Butterscotch Apple Pie
Remember Nana’s apple pie? Take your butterscotch apple pie to the next level with this smooth butterscotch sauce and a crisp, sugar-crusted pie case. So cream or Ice cream?
The CSR Brown Sugar and CSR Golden Syrup add a smooth butterscotch flavor to this tasty pie. CSR Raw Caster Sugar baked onto the top of short crust pie adds crunch and a naturally golden gleam.
- 4 sheets shortcrust pastry or 250g homemade shortcrust pastry, defrosted
- ½ cup CSR Brown Sugar
- ¼ cup CSR Golden Syrup
- 50g butter
- 2kg (about 10) Granny Smith apples - peeled, cored and sliced
- 2 tbsp cornflour
- 2 tbsp water
- 2 tsp ground cinnamon
- 1 tsp ground nutmeg
- 1 egg, lightly beaten
- 2 tbsp CSR Raw Caster Sugar
- Preheat oven to 180°C. Line the base of a 25cm, 4cm deep pie dish or a deep quiche pan with a loose bottom with baking paper.
- Cut one of the sheets of pastry slightly wider than the pie dish base and use it to line the bottom, make sure it sits about 1cm up the sides.
- Cut 3 x 6 cm wide strips from the second sheet of pastry (wide enough to overhang both the pastry base and the pie rim by about 1cm) and lay them around the sides of the pie dish, slightly overlapping the pastry base and each other. You may need to pleat them slightly to allow for the narrower pie base.
- Use your clean fingers to firmly seal together any of the pastry overlaps on the base and sides so the butterscotch sauce won’t ooze out as the pie bakes, then chill the pastry case in the fridge for about 20 min before filling and baking.
- While the pastry chills, make the butterscotch apple filling.
- In a large shallow saucepan, over a very low heat, stir the CSR Brown Sugar, CSR Golden Syrup, and butter until melted and smooth.
- In a large bowl, add the peeled and sliced apple and the sieved cornflour and spices, toss until the apple is lightly coated in cornflour.
- Transfer the coated apple and water to the pan with the butterscotch sauce and stir well.

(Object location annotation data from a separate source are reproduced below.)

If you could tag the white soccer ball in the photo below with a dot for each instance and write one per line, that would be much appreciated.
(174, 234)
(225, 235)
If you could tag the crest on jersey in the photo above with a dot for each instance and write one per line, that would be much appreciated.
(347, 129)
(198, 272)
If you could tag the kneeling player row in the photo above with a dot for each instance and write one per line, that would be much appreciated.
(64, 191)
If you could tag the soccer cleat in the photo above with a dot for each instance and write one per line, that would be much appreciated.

- Simmer, on a very low heat, until the apple is just starting to become tender. Allow to cool slightly.
- Line the chilled pastry case with baking paper and fill with either uncooked rice, lentils or baking beads. Blind bake for about 15 min. Remove the baking paper and beans, protect the edges with foil pieces, to stop them burning and bake for a further 5 min to partially cook the base. Remove from the oven.
- Spoon the cooled butterscotch apples pastry case. Cut the remaining pastry into assorted rounds using pastry cutters and arrange in a pattern on top of the pie. Brush with beaten egg and dust with CSR Raw Caster Sugar.
- Bake for 30 min, or until the pastry is golden and crisp.
- Serve warm with cream or ice-cream.